Package for COVID-19 analysis with SIR-derived ODE models
Project description
CovsirPhy is a Python package for COVID-19 (Coronavirus disease 2019) data analysis with SIR-derived ODE models. Please refer to “Method” part of COVID-19 data with SIR model notebook in Kaggle to understand the methods.
Functionalities
Downloading and cleaning data: refer to “Installation and dataset preparation” section
Data visualization
S-R Trend analysis to determine the change points of parameters
Numerical simulation of ODE models
Description of ODE models
Basic class of ODE models
SIR, SIR-D, SIR-F, SIR-FV and SEWIR-F model
Parameter Estimation of ODE models
Scenario analysis: Simulate the number of cases with user-defined parameter values
Inspiration
Monitor the spread of COVID-19
Keep track parameter values/reproductive number in each country/province
Find the relationship of reproductive number and measures taken in each country/province
If you have ideas or need new functionalities, please join this project. Any suggestions with Github Issues are always welcomed. Please read Guideline of contribution in advance.

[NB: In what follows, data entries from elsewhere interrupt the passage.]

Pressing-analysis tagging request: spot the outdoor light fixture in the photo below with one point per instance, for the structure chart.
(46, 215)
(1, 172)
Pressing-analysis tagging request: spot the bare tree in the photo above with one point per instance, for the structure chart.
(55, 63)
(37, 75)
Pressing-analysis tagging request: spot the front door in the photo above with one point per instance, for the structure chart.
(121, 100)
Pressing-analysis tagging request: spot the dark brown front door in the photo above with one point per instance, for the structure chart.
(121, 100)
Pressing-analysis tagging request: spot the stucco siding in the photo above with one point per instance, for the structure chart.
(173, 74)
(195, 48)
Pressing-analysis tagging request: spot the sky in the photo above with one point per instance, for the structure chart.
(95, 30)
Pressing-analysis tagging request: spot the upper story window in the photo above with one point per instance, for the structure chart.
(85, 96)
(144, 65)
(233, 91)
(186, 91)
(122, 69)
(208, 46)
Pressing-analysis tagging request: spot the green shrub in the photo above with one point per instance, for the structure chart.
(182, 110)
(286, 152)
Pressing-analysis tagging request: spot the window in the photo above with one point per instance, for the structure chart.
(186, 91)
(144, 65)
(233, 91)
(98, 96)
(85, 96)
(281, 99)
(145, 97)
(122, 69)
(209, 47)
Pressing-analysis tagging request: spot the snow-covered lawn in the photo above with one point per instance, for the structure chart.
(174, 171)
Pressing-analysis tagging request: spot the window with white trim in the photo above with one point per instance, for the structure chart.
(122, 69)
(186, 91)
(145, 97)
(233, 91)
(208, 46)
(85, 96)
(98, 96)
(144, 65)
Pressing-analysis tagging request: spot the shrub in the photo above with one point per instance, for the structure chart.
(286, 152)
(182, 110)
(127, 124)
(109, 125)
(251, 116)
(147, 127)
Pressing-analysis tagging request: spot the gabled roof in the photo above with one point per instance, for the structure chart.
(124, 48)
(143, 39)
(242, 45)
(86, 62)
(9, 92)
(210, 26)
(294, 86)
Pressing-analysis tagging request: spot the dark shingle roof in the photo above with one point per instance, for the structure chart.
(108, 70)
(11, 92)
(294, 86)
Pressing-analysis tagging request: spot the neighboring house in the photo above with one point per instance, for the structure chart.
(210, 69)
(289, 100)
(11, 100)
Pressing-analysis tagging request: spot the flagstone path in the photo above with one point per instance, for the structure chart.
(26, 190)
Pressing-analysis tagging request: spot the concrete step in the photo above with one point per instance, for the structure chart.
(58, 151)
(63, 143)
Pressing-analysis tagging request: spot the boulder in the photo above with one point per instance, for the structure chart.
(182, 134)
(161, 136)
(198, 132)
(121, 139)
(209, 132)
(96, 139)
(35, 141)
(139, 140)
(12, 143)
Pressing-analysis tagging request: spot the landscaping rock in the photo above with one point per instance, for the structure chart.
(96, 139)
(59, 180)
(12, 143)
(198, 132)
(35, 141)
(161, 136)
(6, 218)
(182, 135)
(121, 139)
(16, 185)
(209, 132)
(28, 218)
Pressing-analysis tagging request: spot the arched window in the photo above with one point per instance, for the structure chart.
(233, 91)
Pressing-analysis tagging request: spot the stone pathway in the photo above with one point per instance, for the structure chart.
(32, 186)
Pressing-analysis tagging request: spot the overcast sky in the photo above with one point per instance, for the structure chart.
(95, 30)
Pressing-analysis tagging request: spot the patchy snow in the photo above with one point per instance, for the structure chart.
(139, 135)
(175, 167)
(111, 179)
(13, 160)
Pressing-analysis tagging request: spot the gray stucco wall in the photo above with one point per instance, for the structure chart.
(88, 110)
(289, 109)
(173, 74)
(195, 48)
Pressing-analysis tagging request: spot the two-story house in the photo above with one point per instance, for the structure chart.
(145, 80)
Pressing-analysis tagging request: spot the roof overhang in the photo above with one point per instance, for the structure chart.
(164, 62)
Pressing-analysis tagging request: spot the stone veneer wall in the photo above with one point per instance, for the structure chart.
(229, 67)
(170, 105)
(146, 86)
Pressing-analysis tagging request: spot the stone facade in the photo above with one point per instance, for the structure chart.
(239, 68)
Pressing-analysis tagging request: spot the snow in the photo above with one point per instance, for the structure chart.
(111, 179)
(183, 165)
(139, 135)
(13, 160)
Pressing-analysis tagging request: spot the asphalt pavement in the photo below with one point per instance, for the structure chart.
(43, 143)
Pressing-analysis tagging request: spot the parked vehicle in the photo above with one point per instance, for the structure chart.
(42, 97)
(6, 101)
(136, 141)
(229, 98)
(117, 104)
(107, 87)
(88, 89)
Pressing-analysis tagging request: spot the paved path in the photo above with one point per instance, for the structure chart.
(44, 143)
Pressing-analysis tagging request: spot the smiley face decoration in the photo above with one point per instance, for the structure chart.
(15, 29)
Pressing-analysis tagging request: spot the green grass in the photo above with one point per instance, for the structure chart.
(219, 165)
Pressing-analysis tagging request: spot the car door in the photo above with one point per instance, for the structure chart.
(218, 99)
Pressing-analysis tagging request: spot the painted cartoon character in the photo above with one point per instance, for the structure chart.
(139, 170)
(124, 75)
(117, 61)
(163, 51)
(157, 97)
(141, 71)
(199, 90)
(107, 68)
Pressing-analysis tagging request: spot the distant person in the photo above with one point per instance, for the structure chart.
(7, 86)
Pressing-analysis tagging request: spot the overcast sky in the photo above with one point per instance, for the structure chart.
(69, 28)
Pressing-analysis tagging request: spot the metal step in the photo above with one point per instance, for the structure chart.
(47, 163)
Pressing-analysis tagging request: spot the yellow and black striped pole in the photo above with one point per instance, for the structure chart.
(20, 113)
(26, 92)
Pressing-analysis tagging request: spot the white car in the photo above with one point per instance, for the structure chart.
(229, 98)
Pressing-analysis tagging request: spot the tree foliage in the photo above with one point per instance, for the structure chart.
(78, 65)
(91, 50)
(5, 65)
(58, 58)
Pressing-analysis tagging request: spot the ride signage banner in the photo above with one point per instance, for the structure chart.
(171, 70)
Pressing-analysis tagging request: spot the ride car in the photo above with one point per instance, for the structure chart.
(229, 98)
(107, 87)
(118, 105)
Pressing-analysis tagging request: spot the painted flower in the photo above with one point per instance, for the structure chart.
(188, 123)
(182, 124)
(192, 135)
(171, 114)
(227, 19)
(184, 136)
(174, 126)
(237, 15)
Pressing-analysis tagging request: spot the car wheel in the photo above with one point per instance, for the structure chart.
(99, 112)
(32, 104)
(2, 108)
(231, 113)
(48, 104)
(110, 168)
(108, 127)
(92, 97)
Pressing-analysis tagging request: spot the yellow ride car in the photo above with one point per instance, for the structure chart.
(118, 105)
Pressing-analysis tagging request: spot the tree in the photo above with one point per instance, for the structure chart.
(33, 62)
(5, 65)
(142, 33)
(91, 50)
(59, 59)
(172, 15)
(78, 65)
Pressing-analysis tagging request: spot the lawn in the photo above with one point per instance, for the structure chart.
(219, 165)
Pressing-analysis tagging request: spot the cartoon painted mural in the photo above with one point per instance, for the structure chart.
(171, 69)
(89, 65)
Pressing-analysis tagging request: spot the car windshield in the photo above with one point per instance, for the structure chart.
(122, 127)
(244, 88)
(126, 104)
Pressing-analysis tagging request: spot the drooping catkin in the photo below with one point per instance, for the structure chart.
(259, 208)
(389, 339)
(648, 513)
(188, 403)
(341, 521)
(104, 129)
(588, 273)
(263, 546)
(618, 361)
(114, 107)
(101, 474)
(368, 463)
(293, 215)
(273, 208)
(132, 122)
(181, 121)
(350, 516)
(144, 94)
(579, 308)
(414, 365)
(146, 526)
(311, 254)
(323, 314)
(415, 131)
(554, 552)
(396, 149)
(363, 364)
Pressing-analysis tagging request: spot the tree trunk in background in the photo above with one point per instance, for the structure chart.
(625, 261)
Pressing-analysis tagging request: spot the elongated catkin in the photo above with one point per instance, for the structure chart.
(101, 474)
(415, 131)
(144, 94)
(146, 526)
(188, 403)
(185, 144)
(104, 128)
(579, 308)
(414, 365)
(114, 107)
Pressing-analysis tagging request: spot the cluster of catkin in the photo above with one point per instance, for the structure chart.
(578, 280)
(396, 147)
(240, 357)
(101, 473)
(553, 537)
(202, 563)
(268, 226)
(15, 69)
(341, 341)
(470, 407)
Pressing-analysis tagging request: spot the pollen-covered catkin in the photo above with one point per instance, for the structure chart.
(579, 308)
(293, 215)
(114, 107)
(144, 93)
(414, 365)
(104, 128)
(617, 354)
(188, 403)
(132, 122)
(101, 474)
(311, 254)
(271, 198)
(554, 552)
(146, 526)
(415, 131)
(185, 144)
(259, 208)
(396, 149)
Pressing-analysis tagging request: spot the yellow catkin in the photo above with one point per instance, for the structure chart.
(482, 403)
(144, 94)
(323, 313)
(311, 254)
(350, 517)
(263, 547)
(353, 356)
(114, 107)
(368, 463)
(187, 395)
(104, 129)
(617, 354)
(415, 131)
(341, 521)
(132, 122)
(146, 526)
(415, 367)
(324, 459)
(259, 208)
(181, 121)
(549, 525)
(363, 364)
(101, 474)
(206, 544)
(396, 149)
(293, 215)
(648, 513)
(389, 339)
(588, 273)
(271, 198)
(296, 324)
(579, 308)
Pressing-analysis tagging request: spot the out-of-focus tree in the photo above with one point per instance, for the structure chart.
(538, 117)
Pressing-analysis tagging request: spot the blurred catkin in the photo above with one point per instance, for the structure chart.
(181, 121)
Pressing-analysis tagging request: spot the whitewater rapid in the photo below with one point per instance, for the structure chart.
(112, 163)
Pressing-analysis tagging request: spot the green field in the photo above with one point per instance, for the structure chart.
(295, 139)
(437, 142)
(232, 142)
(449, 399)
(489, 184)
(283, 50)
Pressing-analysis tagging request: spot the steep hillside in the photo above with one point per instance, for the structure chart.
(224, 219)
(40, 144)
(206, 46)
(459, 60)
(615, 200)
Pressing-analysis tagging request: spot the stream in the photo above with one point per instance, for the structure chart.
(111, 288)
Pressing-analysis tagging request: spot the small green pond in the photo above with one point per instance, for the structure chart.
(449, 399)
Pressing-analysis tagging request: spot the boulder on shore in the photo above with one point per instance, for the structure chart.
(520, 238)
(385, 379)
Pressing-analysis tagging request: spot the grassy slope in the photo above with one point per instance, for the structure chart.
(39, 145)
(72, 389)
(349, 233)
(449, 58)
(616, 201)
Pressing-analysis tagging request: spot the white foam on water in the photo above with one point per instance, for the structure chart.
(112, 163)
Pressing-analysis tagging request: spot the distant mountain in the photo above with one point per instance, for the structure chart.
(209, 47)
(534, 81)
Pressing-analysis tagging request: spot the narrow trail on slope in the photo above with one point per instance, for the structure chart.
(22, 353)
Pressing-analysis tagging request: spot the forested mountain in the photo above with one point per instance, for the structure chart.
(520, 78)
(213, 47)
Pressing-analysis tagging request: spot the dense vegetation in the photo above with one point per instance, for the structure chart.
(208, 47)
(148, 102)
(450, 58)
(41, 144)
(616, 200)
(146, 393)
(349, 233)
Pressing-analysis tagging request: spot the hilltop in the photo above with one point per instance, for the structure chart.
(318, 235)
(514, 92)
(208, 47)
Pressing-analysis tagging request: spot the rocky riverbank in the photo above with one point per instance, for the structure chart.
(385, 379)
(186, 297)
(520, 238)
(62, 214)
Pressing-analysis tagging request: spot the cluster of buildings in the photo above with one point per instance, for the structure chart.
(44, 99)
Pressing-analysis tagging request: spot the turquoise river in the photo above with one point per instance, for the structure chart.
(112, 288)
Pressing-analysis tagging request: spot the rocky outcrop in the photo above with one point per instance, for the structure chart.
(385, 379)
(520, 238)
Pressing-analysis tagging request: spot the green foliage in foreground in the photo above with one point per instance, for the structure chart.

Installation and dataset preparation
We have the following options to start analysis with CovsirPhy. Datasets are not included in this package, but we can prepare them with DataLoader class.
Installation |
Dataset preparation |
|
---|---|---|
Standard users |
pip/pipenv |
Automated with DataLoader class |
Developers |
git-cloning |
Automated with DataLoader class |
Kagglers (local environment) |
git-cloning |
Kaggle API and Python script |
Kagglers (Kaggle platform) |
pip |
Kaggle Datasets |
Installation and dataset preparation explains how to install and prepare datasets for all users.
Standard users
Covsirphy is available at PyPI (The Python Package Index): covsirphy and supports Python 3.7 or newer versions.
pip install covsirphy
Then, download the datasets with the following codes, when you want to save the data in input directory.
import covsirphy as cs
data_loader = cs.DataLoader("input")
jhu_data = data_loader.jhu()
japan_data = data_loader.japan()
population_data = data_loader.population()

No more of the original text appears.